Riccardo Orlandi (SMCP): Hard seltzer is difficult here. We distribute hard kombucha, I know that in California that’s really huge. People are getting used to it, but really slowly, and I don’t think it will become a huge thing. We have 15 taps, so we try to dedicate one to cider. But it’s not so popular in Verona, I think we might be the only place that serves cider.

Filippo Garavaglia (BBB): They tried to introduce hard seltzer here. It was quite a failure. We’re still behind on other beverages you’ve got, like ciders and mead; those are still very [emergent] here.

On popular styles

RO: People are slowly getting into different beers. They’re more conservative. They say, “OK, I drink helles, but I really don’t like IPAs.” But they’re curious, so when they start with helles lager, they can next try our session IPA, then an IPA. It’s a progression. But helles is the most popular because it’s the easiest beer.

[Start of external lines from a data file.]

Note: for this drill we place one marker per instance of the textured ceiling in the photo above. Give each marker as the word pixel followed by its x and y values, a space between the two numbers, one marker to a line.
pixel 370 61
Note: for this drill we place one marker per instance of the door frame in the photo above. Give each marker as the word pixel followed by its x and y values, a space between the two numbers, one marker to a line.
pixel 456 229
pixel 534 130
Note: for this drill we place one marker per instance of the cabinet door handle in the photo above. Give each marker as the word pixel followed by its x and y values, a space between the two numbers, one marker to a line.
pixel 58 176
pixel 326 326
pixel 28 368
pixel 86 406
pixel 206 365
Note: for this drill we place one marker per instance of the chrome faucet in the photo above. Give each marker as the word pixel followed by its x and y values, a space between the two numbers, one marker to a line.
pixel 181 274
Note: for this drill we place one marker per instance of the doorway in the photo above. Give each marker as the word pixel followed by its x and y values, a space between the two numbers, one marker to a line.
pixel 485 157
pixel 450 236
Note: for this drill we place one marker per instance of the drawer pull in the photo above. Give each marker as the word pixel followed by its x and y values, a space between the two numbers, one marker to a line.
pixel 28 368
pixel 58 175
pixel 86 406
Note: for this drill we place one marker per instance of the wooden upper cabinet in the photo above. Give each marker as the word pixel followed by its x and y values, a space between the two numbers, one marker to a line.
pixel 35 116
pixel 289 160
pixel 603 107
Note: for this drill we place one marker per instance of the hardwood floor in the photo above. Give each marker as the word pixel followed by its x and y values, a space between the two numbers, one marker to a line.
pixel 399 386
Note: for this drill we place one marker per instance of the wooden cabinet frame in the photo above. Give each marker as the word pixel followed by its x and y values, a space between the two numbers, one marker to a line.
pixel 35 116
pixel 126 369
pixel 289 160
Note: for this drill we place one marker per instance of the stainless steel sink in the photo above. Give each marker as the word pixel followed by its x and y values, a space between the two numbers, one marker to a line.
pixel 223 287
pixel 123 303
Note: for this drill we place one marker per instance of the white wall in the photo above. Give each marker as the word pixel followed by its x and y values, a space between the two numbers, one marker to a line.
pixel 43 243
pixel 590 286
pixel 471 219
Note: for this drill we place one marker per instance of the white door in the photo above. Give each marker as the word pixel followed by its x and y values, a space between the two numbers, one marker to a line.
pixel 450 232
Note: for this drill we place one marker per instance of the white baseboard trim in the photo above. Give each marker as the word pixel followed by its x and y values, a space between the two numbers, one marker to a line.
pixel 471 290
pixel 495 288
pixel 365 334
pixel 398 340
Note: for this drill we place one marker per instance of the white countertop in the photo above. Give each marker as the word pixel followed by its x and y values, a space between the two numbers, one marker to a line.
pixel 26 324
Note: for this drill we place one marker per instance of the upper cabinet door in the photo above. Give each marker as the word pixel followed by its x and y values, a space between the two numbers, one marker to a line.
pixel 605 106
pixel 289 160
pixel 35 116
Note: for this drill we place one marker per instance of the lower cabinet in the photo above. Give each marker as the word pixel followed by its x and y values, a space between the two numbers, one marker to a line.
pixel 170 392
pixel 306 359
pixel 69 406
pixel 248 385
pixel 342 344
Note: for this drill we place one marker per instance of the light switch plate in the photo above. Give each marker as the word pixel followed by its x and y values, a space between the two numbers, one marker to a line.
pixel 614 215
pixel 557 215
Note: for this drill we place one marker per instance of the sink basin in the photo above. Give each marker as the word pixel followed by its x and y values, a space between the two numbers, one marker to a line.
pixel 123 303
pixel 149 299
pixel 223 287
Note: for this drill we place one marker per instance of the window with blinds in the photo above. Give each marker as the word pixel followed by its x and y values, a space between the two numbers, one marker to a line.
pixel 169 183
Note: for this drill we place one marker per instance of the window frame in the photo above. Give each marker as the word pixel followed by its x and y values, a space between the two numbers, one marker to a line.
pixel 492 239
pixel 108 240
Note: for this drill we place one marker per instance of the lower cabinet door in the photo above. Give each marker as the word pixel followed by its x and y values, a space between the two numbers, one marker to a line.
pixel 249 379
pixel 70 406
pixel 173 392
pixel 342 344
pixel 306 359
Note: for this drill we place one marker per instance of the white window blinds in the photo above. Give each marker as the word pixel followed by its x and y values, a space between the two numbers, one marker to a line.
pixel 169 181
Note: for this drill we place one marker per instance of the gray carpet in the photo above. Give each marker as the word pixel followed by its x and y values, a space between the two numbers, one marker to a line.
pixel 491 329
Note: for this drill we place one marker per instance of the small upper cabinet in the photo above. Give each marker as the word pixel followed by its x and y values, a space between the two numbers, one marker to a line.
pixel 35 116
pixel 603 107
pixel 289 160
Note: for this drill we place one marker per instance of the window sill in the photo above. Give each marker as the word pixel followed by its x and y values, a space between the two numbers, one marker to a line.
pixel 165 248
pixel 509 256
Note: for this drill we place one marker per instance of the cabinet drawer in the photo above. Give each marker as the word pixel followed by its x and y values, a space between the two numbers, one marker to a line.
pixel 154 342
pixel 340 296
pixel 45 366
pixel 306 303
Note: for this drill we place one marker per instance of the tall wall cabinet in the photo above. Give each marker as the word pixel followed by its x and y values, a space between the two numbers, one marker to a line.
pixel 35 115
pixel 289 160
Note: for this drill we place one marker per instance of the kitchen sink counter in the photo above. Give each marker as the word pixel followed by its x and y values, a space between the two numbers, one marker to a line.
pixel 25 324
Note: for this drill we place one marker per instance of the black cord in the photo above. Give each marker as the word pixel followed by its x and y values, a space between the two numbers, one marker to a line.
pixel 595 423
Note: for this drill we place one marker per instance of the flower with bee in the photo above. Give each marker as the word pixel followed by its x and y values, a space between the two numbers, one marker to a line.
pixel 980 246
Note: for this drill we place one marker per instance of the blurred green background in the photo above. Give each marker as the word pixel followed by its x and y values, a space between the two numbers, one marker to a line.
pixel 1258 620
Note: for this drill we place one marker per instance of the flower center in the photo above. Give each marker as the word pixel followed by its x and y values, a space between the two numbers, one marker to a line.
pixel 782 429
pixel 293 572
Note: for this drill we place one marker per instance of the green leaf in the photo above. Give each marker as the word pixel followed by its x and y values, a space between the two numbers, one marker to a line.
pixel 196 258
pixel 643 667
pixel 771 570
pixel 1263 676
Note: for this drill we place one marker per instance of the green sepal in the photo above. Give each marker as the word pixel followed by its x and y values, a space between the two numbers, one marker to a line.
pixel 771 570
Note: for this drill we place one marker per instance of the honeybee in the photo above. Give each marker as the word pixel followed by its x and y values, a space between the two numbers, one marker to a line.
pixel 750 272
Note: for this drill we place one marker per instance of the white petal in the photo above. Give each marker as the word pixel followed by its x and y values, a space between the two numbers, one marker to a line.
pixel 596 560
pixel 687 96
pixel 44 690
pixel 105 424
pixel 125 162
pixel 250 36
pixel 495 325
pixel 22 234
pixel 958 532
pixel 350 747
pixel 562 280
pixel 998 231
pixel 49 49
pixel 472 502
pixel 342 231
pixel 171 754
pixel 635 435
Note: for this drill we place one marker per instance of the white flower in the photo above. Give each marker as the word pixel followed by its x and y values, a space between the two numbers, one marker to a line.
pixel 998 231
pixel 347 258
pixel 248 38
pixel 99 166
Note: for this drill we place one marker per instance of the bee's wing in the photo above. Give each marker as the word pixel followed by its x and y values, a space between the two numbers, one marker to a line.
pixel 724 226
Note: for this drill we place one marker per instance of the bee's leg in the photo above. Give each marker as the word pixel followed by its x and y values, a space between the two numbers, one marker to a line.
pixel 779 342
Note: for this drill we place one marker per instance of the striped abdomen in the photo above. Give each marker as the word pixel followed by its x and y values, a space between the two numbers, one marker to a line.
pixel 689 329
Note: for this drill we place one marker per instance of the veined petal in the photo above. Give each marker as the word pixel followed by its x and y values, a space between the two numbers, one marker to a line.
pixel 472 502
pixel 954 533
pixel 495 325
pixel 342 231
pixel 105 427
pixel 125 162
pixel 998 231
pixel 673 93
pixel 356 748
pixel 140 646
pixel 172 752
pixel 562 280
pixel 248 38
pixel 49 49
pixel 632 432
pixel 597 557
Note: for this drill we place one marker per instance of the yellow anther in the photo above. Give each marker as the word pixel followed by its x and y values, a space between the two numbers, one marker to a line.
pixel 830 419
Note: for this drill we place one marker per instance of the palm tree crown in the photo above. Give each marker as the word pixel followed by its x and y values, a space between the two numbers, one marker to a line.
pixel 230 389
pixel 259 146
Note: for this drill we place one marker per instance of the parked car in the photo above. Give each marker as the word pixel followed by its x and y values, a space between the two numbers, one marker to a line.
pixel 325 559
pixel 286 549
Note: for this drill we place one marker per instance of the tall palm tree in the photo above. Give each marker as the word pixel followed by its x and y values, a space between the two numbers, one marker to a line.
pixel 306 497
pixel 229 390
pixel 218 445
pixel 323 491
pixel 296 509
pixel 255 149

FG: The last thing [Italian brewers] tried was dip-hopping, but I don’t think it will take hold. When the New England-style IPA trend started, I tried some imported stuff, some traded stuff from the U.S. But at first, there was no idea [among Italian brewers] what New England-style IPA was. There were people putting flour, putting all kinds of stuff in there, to get murky beers. The guy from Alchemist, thought of as a godfather of this whole thing, still says their beer should clear up in the fridge. Now, New England IPAs are hazy all of the time. I think it’s just a trend. Now there’s basically no new beer to be discovered. Historical styles are done, adjuncts are done, barrel aging is done. Now we just have to improve this stuff.

On American influence

RO: I think the craft beer revolution started in California, and as with a lot of other “hype” things, it came from America, then moved slowly down through northern Europe. When we began, we had inspiration from Stone Brewing from California, BrewDog from Scotland, Mikkeller, To Øl, and others.

FG: The only effect [from the American market] is in the small niche of real beer geeks. Those guys tend to trade American beers, but the whole consumption of alcohol beverages in the U.S. is not so fundamental for us. I think there’s not so much influence on the Italian drinker from the U.S. [drinking trends] at the moment. But the last fad we had was pastry stouts. So [brewers] still get inspired a lot by you guys. There’s still inspiration. Lots of the brewers in Italy got inspired about how to brew beer, about how to manage your business, about how to expand. Lots of the time, that was quite a risky maneuver. That’s the thing: Here, we are less risky than you guys.

On the importance of independence

RO: The craft beer breweries here want to stay independent for ethical reasons, to be respected. So the point is to earn as much as you like, be as big as you want, but independent. Our philosophy is to have relationships with the really independent breweries. A year ago we did one week of serving Firestone Walker. It’s a good brewery, but it’s really big. And also Mikkeller, they have huge distribution. So we decided we were out of our depth. Our main point is to sell beers with good quality from independent breweries — small breweries, or maybe big breweries, but always with independence.

I think that in Italy, there was a craft brewing revolution. Maybe now we’re living the results of the revolution. In Verona, maybe only five, six, seven years ago. Verona is not like Italy. I think we’re the last in Italy to get craft beer, and I think Italy is the last in Europe maybe.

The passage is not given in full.